Welcome to the Reina Laboratory!

Advancing the next generation of therapies for diseases with significant immunological components—including cancer, autoimmune, infectious, and cardiovascular diseases—requires precise and effective deployment of immune defenses.

The immune system provides robust, multilayered protection against pathogens and malignancies by developing tailored solutions to distinct cellular architectures and environmental exposures across organs. Investigating these adaptation strategies can reveal fundamental cell biology principles of high clinical relevance, essential for developing the next generation of vaccines and cancer immunotherapies. However, a more comprehensive understanding of the immune system’s integration within the tissue circuitry is critical. Elucidating this complex interplay of tissue immune networks represents a major next frontier in immunology and the main focus of my laboratory at La Jolla Institute for Immunology.

Current Projects

Dietary effect on intestinal immunometabolism

Small intestine immune residents capture food-derived nutrients, but how, where, and why is unclear. These strategies can inform new approaches to reinvigorate T cell function in nutrient-depleted environments and protection strategies against the buildup of toxic metabolites.

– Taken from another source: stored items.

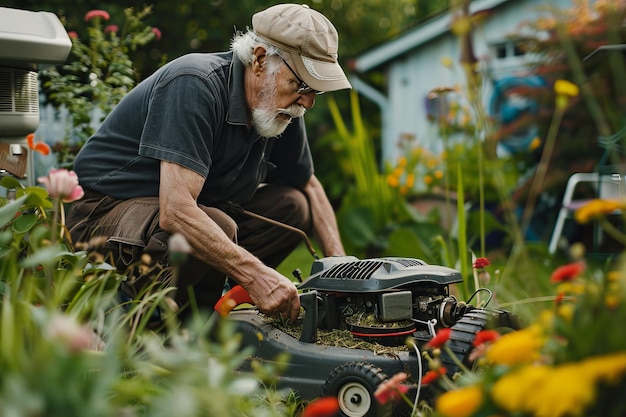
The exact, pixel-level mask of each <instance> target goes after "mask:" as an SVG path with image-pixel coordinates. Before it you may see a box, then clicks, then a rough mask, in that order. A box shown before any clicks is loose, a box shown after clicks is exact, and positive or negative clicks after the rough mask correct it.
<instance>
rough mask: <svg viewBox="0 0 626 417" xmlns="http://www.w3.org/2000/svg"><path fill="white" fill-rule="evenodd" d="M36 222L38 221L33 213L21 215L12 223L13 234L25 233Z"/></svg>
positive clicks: (28, 229) (31, 227)
mask: <svg viewBox="0 0 626 417" xmlns="http://www.w3.org/2000/svg"><path fill="white" fill-rule="evenodd" d="M37 220H39V216H37V215H36V214H34V213H28V214H22V215H21V216H20V217H18V218H17V219H15V221H14V222H13V224H12V227H13V231H14V232H15V233H26V232H28V231H29V230H30V229H31V228H32V227H33V226H34V225H35V224H37Z"/></svg>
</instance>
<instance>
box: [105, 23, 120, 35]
mask: <svg viewBox="0 0 626 417" xmlns="http://www.w3.org/2000/svg"><path fill="white" fill-rule="evenodd" d="M118 30H120V27H119V26H118V25H109V26H107V27H105V28H104V33H117V31H118Z"/></svg>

Endowing anti-tumor CD8 T cells with tissue-resident features

TRM characteristics label highly functional anti-tumor T cells, yet the intrinsic and environmental factors that endow these properties are unclear. Using mouse models of cancer and human samples, we are investigating which signals can endow superior TRM-like properties in T cells so we can leverage these against solid tumors.

Tapping into a novel power source

Tapping into a novel power source at the T cell’s core

Fully funded - coming soon!

Role of sex hormones in shaping prostate gland T cell immunity

Prostate cancer affects 1 in 7 men and current immunotherapies do not work. How T cells adapt to the prostate environment can shed light on the role of sex hormones, such as testosterone, in shaping prostate gland T cell immunity, and unlock crucial secrets to inform the next generation of prostate cancer immunotherapies.

Applying computational biology to the study of tissue immunity

We are now able to capture thousands of gene transcripts, proteins, and tissue morphologies for hundreds of thousands of cells simultaneously. Finding meaningful biological patterns in this organized chaos requires innovative computational biology solutions.